Go to contents

Head of Japan’s Rikkyo University hopes to attract more Korean students

Head of Japan’s Rikkyo University hopes to attract more Korean students

Posted May. 25, 2018 07:27,   

Updated May. 25, 2018 07:27


Kwak Yang-choon, president of Rikkyo University, a prestigious private university in Tokyo, Japan, extended his hand to a Dong-A Ilbo reporter in his office on the Toshima Campus, greeting in fluent Korean. A second-generation Korean, Kwak became the first Korean to take the helms at a major university in Japan. His term is four years. “I was born and raised in Tokyo but I can speak Korean properly,” he said, smiling.

Founded by a U.S. missionary in 1874, Rikkyo University is considered one of the most prestigious private institutions of higher education in Japan, following Keio and Waseda universities. Kwak is Rikkyo’s first non-Japanese president since the end of World War II. “We may not be well-known in Korea because we do not promote ourselves under the founding spirit of "teach the way, not the self, we are recognized in Japan for our long tradition and history,” he said.

Rikkyo University is also where famous Korean poet Yun Dong-ju studied during Japan’s colonial rule of Korea. Since 2008, Rikkyo holds a memorial event every February at its chapel on his death anniversary. “It is our honor that a poet who is highly regarded in both Korea and Japan studied here,” said Kwak, who recited one of Yun’s poems in person at this year’s event. “We also have a manuscript of his poem written on Rikkyo University’s squared manuscript paper, which was exhibited at a school event several years ago.” He also noted that the university offers 600,000 yen (5,478 U.S. dollars) per person in Yun Dong-ju Scholarship to 10 students from Korea every year out of respect for the late poet.

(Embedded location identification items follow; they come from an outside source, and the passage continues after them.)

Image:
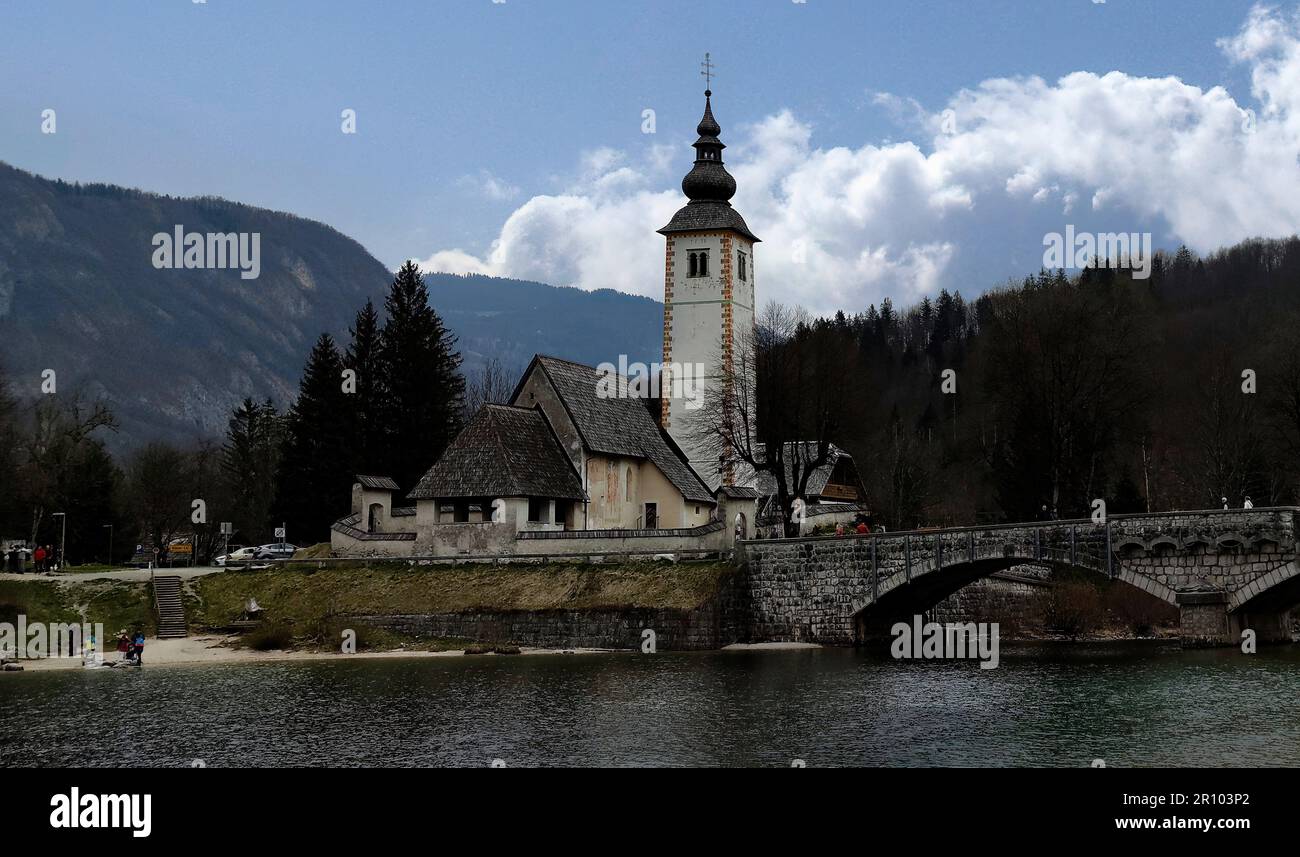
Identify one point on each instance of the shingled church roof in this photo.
(505, 451)
(618, 425)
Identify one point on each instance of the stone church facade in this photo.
(563, 467)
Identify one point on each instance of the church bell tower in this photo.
(707, 291)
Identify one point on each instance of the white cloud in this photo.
(844, 226)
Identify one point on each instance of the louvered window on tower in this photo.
(700, 264)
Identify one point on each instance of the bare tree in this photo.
(492, 385)
(785, 390)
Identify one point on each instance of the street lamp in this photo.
(63, 540)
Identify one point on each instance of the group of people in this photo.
(131, 648)
(44, 559)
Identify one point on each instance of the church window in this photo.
(700, 263)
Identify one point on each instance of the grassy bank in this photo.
(117, 605)
(377, 589)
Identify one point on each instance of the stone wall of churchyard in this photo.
(492, 540)
(675, 630)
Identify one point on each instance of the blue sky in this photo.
(475, 117)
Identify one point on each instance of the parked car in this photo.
(241, 554)
(276, 550)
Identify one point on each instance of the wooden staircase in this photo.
(170, 609)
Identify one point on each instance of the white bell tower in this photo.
(709, 289)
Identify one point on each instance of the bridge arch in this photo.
(1223, 568)
(905, 593)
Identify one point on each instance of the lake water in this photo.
(1045, 705)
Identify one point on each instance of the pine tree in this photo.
(365, 427)
(250, 463)
(423, 386)
(315, 463)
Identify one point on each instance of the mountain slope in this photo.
(173, 350)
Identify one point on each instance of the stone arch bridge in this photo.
(1223, 570)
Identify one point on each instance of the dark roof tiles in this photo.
(620, 425)
(505, 451)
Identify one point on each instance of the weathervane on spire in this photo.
(706, 69)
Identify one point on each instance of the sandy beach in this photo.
(209, 649)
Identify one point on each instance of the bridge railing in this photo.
(1078, 522)
(1075, 541)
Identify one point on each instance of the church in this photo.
(563, 459)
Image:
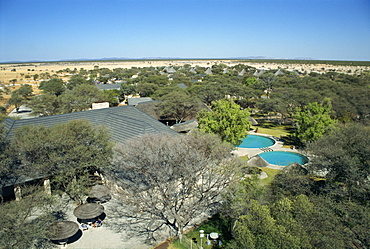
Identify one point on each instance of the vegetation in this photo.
(174, 181)
(226, 120)
(68, 152)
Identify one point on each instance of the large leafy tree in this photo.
(226, 120)
(345, 156)
(54, 86)
(25, 222)
(17, 100)
(179, 106)
(45, 105)
(313, 120)
(25, 91)
(174, 181)
(81, 97)
(68, 152)
(77, 80)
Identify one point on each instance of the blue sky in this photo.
(50, 30)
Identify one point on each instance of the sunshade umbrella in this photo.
(63, 230)
(88, 211)
(100, 192)
(258, 161)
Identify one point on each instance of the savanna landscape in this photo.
(183, 183)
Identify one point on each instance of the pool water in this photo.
(255, 141)
(283, 158)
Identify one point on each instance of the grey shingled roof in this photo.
(135, 101)
(208, 71)
(123, 122)
(109, 86)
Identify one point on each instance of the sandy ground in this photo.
(105, 236)
(18, 72)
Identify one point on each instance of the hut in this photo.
(88, 211)
(63, 230)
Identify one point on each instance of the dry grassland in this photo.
(9, 72)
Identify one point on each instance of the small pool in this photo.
(283, 158)
(255, 141)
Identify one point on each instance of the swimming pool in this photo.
(255, 141)
(283, 158)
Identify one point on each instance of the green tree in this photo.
(54, 86)
(127, 89)
(25, 222)
(45, 105)
(17, 100)
(146, 89)
(345, 155)
(178, 105)
(25, 91)
(226, 120)
(313, 120)
(174, 181)
(258, 229)
(81, 97)
(69, 152)
(77, 80)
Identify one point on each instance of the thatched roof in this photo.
(257, 161)
(253, 121)
(63, 230)
(88, 211)
(208, 71)
(186, 126)
(100, 192)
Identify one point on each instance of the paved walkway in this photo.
(105, 237)
(251, 152)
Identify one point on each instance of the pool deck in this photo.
(251, 152)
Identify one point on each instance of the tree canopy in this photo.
(226, 120)
(68, 152)
(313, 120)
(174, 181)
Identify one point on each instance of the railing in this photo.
(188, 243)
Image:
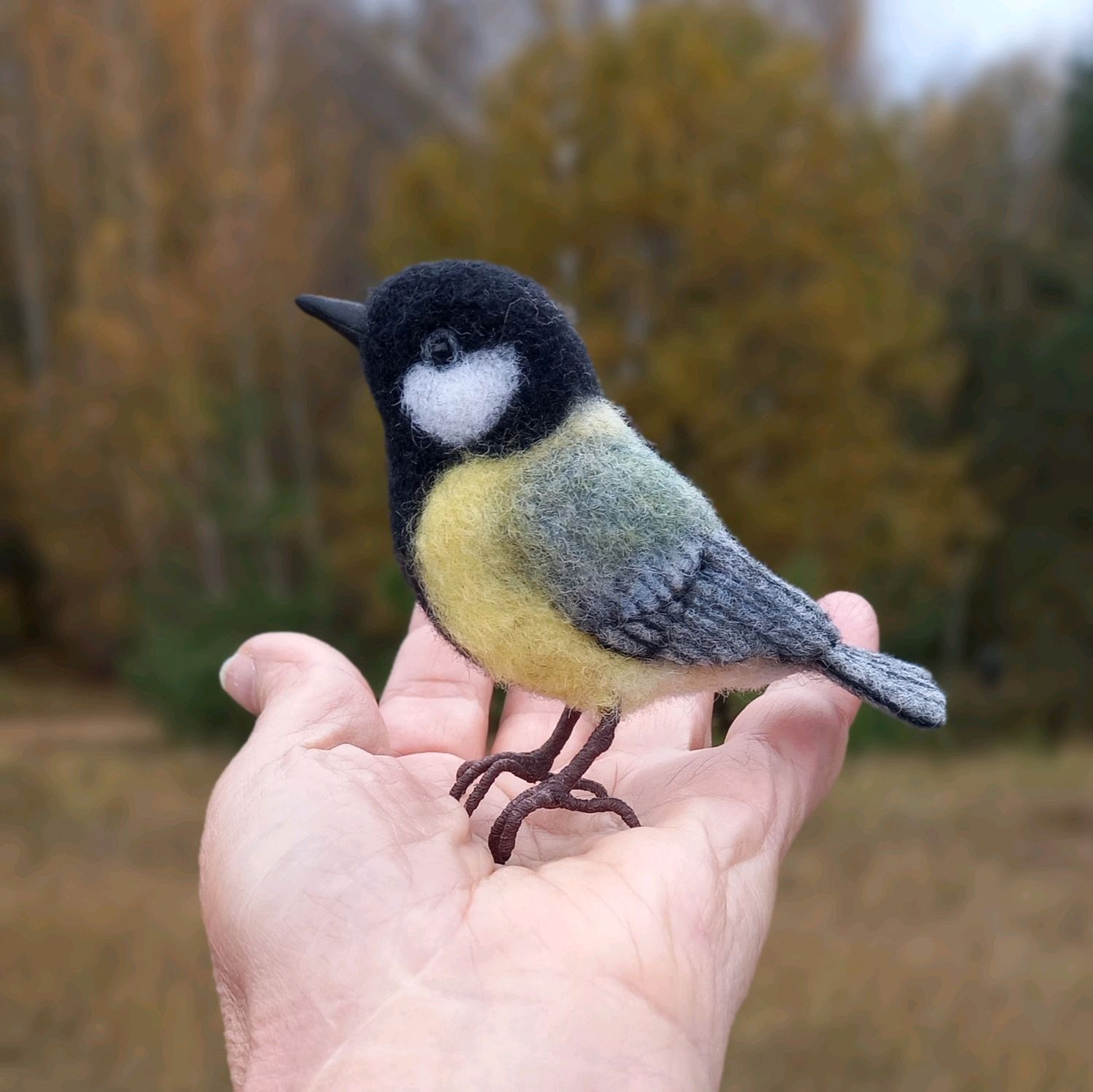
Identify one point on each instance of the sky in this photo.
(917, 44)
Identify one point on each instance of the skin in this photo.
(363, 938)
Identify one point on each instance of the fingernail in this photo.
(224, 668)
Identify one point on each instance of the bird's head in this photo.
(465, 354)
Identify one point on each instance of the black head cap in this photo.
(444, 310)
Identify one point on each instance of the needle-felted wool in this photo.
(587, 570)
(546, 539)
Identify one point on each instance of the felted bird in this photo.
(552, 546)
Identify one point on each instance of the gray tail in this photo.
(904, 690)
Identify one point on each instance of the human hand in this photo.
(363, 938)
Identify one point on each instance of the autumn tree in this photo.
(738, 251)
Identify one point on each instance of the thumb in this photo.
(303, 691)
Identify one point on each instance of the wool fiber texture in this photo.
(548, 541)
(588, 570)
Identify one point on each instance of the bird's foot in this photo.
(529, 766)
(555, 792)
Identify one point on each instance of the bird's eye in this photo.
(441, 347)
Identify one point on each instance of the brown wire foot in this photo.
(530, 766)
(557, 792)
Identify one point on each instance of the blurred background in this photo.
(835, 256)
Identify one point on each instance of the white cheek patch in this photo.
(461, 402)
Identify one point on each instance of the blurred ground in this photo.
(933, 932)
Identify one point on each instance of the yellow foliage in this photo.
(738, 251)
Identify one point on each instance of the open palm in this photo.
(363, 937)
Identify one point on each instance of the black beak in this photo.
(340, 315)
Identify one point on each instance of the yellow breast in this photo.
(467, 561)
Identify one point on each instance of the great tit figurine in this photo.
(552, 546)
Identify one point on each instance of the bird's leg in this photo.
(529, 766)
(557, 792)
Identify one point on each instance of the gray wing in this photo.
(633, 554)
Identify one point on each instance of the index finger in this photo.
(786, 749)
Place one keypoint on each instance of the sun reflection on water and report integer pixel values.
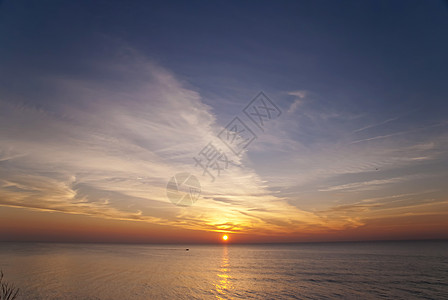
(223, 284)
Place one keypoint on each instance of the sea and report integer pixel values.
(349, 270)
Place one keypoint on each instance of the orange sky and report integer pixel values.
(19, 225)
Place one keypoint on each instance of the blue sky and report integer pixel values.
(103, 101)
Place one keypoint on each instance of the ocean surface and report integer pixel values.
(372, 270)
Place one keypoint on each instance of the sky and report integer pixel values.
(103, 102)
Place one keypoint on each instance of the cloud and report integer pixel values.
(107, 147)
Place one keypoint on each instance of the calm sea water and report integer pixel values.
(387, 270)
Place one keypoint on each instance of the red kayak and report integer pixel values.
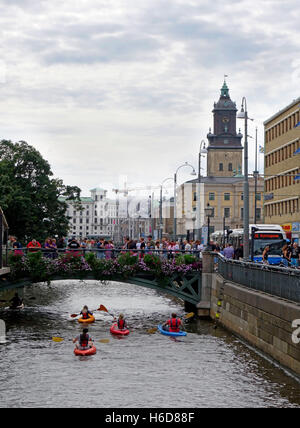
(115, 330)
(90, 351)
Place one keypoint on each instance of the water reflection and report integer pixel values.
(210, 368)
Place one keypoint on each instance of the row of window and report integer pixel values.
(282, 127)
(282, 208)
(282, 181)
(226, 213)
(282, 154)
(227, 196)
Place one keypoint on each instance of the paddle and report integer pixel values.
(61, 339)
(93, 310)
(103, 308)
(187, 316)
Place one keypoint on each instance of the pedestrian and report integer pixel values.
(229, 251)
(295, 255)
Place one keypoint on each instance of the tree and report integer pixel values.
(29, 196)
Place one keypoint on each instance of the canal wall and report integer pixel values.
(263, 320)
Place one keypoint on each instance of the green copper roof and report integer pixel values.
(224, 90)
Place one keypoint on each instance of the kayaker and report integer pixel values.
(16, 301)
(85, 313)
(121, 322)
(84, 340)
(174, 324)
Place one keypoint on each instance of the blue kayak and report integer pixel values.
(169, 333)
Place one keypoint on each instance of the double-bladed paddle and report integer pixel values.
(187, 316)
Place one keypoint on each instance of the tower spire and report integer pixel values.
(225, 89)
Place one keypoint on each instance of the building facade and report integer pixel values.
(222, 189)
(282, 169)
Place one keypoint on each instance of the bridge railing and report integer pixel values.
(277, 281)
(106, 253)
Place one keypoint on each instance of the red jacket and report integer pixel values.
(174, 324)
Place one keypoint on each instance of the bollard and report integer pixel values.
(2, 332)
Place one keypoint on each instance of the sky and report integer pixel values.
(112, 90)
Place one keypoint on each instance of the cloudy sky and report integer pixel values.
(109, 88)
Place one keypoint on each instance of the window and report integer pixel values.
(258, 213)
(226, 212)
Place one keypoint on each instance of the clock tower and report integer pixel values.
(224, 144)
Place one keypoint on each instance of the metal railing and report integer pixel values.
(103, 253)
(282, 282)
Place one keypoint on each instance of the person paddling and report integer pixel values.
(174, 324)
(84, 340)
(16, 301)
(85, 313)
(121, 322)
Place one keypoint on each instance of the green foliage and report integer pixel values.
(30, 196)
(152, 260)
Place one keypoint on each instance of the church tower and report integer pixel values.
(224, 144)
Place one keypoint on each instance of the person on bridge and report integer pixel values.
(33, 245)
(85, 313)
(174, 324)
(84, 340)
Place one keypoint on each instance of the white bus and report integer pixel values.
(272, 235)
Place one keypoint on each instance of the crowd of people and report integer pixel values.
(165, 248)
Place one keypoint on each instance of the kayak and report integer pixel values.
(114, 330)
(88, 320)
(90, 351)
(17, 307)
(170, 333)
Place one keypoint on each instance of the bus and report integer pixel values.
(272, 235)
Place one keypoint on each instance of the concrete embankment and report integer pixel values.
(263, 320)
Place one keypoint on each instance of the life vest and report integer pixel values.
(86, 315)
(174, 324)
(84, 340)
(121, 324)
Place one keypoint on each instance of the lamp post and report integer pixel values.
(198, 215)
(160, 208)
(255, 174)
(175, 183)
(208, 213)
(244, 115)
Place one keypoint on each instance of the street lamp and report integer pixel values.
(175, 182)
(198, 216)
(244, 115)
(160, 208)
(255, 174)
(209, 211)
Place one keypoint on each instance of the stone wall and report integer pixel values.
(264, 321)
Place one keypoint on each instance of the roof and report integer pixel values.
(294, 102)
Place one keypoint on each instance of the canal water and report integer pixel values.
(207, 368)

Kwak is an economist with specialty in Asian economy. “As the Japanese economy is rebounding recently, more Japanese companies want to hire global talents,” he said. “I hope that more Korean students will come to Japan and to Rikkyo, instead of clinging to going to America. I am sure they will be fully recognized for their competency and achieve self-realization.”

As of October last year, there were 183 Korean undergraduate students studying at Rikkyo. “It is saddening to hear about Korea’s youth unemployment,” he noted. “Based on my experience in teaching them in person, Korean students were all sincere and excellent.”

Kwak is the oldest son of the late Kwak Dong-eui, former chairman of the Democratic Unification Union in Japan, who fought for the reunification of the two Koreas. Asked about the reconciliatory mood in the Korean Peninsula, Kwak said, “Korean residents in Japan had difficult times (whenever North Korea conducted a nuclear test). I hope that there will be more occasions like the forming of a unified women’s ice hockey team at the PyeongChang Winter Olympic Games that would ease tensions on the peninsula and lead to peace.”

Regarding Japan’s shift to the right, the scholar noted, “There are anti-intellectualistic movements in Japan, as is the case with the Trump administration in the United States. It is at this juncture that members of academia should work harder to convey the message that right-minded intelligence leads to right judgment.”